The industry minimum standard for the thread count of good sheets is 180 (90 threads in each direction), but we can all tell the luxurious difference when we are sleeping on 400-count bed sheets.
Higher thread count gives the fabric a silkier, softer hand or feel. It is also preferred by fabric designers who draw more intricate, sophisticated designs. When multiple screens are used to dye the fabric, the design is crisper with a higher thread count greige good.
Some lower end, cheaper fabrics only have a thread count of 120 (60 fabrics in each direction). They can feel course and when cut, the edges ravel badly.
And don't be fooled by someone claiming 600 or higher thread count bed sheets. Consumer Reports has "unraveled" this mystery and determined that there is some funny math going on in the industry. There are only so many threads you can cram into a square inch of fabric. C.R. thinks the claimed higher number is determined by the number of strands or fibers going into the yarn.
The courser yarns are also harder to remover excess dye, etc. from in the finishing process, therefore they run like crazy!!
I certainly don't want fabrics to run at this point in my process...when I am soaking out the glue, pressing and trimming my background to my desired size.
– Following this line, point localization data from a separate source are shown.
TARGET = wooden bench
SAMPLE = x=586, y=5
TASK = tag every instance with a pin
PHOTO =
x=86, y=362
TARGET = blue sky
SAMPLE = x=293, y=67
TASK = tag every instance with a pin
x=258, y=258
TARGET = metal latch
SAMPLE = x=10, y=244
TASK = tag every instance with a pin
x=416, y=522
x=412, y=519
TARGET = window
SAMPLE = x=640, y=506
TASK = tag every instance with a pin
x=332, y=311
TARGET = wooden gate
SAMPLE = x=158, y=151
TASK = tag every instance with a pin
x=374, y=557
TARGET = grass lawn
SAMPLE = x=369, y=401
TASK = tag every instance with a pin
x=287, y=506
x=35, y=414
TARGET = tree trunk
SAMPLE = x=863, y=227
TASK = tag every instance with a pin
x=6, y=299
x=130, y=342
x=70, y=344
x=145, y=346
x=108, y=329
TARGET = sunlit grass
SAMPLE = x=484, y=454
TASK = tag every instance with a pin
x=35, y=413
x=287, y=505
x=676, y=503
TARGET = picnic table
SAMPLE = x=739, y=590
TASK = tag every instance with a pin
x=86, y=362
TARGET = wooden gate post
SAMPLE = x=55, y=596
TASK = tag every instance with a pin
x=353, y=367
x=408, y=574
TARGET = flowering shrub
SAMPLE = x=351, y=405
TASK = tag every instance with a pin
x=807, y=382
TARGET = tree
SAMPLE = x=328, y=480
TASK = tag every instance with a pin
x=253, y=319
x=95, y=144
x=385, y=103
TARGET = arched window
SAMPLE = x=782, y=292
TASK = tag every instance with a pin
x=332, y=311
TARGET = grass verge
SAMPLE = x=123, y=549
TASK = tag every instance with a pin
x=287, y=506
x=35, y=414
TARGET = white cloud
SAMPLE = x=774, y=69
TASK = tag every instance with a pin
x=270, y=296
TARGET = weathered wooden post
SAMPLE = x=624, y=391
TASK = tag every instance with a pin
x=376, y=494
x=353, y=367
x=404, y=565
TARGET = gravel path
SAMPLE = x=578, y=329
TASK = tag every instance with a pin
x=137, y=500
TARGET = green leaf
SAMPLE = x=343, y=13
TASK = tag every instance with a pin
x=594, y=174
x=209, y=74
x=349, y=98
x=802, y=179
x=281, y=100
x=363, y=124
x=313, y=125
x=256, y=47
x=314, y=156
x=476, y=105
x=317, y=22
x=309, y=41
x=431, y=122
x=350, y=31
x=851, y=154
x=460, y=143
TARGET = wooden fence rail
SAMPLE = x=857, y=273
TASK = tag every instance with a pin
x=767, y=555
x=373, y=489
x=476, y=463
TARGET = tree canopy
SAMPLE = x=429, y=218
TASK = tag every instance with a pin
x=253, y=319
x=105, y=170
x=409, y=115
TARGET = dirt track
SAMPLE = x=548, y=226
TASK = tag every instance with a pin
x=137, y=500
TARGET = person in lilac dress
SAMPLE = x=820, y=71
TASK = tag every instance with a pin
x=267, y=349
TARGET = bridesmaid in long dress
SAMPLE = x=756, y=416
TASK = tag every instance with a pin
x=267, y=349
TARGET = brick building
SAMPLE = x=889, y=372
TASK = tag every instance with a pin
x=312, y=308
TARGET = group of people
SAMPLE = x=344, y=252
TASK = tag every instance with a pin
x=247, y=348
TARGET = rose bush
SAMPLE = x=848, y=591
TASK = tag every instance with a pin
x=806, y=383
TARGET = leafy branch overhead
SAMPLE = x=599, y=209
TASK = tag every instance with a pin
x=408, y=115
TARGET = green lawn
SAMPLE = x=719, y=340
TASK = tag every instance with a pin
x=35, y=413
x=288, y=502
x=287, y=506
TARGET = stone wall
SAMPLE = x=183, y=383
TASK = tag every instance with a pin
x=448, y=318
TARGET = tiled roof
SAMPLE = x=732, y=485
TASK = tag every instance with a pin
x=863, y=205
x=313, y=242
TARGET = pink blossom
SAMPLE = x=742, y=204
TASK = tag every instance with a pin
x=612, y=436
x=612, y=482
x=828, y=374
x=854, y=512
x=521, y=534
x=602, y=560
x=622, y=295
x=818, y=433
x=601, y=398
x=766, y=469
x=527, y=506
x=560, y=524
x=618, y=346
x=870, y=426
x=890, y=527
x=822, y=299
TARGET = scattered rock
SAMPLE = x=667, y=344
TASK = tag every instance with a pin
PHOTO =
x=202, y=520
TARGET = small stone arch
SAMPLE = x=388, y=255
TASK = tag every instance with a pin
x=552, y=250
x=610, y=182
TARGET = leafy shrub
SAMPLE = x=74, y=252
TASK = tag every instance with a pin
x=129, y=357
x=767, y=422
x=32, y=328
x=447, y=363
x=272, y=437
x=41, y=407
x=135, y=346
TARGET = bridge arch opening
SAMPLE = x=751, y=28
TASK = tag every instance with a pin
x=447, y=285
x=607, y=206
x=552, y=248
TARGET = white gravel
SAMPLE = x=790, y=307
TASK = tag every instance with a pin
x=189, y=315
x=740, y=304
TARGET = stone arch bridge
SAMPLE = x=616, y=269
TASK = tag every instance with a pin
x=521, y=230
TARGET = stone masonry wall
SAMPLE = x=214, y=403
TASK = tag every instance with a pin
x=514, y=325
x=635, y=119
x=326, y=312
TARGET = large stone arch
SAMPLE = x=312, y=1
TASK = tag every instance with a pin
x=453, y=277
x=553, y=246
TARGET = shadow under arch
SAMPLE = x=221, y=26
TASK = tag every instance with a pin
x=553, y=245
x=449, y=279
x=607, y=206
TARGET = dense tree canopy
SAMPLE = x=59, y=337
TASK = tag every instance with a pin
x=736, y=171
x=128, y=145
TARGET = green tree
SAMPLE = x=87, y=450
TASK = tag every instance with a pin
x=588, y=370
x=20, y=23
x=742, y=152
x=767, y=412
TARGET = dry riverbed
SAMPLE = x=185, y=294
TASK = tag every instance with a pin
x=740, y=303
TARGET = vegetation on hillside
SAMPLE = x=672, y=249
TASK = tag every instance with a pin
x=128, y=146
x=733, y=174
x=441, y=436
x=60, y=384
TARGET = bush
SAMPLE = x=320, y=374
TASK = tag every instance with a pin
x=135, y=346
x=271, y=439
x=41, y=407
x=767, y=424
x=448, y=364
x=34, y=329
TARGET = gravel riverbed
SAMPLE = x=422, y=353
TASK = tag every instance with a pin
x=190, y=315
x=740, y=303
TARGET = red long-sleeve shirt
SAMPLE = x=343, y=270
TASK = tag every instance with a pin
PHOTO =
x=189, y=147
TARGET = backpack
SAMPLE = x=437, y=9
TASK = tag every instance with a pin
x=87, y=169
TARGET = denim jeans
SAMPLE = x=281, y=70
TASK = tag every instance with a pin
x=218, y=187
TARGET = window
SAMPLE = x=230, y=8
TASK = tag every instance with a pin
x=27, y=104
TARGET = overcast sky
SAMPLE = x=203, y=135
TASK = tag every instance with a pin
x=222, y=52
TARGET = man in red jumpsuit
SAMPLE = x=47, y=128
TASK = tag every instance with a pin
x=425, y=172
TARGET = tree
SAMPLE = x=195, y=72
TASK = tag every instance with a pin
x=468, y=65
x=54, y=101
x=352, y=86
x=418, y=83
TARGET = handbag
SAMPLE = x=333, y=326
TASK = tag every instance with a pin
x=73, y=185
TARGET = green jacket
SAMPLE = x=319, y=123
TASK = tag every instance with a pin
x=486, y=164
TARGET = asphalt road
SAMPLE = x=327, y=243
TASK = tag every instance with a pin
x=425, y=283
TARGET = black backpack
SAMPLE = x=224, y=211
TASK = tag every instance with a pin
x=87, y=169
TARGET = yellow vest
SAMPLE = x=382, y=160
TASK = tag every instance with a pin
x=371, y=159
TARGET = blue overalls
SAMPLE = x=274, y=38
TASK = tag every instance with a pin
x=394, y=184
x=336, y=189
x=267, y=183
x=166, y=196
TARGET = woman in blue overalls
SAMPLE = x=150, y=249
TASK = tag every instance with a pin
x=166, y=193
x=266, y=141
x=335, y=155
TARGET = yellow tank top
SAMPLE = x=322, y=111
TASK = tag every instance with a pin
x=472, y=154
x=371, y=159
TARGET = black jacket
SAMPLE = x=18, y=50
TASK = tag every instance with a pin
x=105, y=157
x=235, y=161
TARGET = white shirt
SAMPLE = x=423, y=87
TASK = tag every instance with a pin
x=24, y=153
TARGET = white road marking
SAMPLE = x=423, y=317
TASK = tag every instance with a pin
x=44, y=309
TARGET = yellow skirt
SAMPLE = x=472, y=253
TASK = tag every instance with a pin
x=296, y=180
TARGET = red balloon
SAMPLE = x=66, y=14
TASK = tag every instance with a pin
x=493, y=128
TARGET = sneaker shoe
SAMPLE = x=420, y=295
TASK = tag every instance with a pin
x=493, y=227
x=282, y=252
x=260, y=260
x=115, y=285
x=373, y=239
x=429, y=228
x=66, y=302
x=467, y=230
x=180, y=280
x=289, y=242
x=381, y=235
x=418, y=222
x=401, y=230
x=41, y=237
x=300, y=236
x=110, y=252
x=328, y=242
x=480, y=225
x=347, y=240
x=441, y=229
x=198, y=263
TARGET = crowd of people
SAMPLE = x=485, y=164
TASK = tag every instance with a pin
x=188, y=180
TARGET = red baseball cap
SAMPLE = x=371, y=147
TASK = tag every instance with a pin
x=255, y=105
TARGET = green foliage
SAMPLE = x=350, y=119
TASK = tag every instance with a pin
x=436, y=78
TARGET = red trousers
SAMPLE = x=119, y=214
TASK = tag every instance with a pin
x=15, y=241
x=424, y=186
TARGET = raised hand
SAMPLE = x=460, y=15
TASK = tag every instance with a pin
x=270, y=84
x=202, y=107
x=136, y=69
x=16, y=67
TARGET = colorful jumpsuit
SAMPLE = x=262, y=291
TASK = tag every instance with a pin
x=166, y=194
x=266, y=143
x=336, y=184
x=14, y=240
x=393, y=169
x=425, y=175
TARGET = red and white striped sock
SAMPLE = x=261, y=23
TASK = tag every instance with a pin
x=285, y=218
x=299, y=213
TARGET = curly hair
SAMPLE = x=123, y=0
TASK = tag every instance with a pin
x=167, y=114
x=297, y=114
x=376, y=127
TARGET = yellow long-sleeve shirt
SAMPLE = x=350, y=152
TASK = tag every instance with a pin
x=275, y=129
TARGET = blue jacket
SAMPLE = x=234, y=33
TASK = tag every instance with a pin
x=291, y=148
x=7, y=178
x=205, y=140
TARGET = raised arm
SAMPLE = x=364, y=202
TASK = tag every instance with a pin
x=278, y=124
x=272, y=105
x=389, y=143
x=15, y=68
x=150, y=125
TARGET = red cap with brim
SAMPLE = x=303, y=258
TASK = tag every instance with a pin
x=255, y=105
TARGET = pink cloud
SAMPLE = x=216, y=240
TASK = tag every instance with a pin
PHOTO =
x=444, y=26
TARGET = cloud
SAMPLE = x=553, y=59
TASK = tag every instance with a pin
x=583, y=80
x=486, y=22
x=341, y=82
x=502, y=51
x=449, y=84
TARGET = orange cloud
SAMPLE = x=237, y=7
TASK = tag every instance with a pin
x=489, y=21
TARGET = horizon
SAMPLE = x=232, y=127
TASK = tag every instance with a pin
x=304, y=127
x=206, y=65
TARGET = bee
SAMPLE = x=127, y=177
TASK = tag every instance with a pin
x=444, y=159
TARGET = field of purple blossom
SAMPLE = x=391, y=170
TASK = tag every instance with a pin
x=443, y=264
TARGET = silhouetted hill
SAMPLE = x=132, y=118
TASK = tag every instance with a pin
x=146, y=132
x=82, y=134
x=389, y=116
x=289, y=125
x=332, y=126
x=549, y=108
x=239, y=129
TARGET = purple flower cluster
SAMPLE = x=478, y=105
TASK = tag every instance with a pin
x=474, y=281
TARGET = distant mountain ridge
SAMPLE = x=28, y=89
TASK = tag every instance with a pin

I wash or at least soak and spin all my new fabric...and dry on high heat. I want to give them a chance to bleed and shrink before I start fooling with them.
There are some reds I've treated with some vinegar...and I do like those color catchers, but for the most part I've been pleased with washing before using. I also seem to be sensitive to the chemicals used in the finishing process of making fabric.
It is also true that batiks have a high thread count, which is why a lot of people who do raw edge applique in traditional and art quilts like to work with them. When doing the tiny keys and rods in my music blocks, I employed some batiks...especially on the woodwinds. They are a little harder to needle when stitching, either applique or quilting (due to the tight weave), but worth it to me in some cases.
On my last post, I used a new kitty block to demonstrate some of the finer points of the applique method I use (now all stitched except for some embroidery details...). I had named the new block "Strange Fruit," totally ignorant to the fact that name also belongs to a Billie Holiday song concerning lynching and other horrors of our past. I appreciate being alerted by a couple of you, and I am terribly sorry about this. I did not mean to offend anyone and I have changed the name of the block to "Still Life With Cat."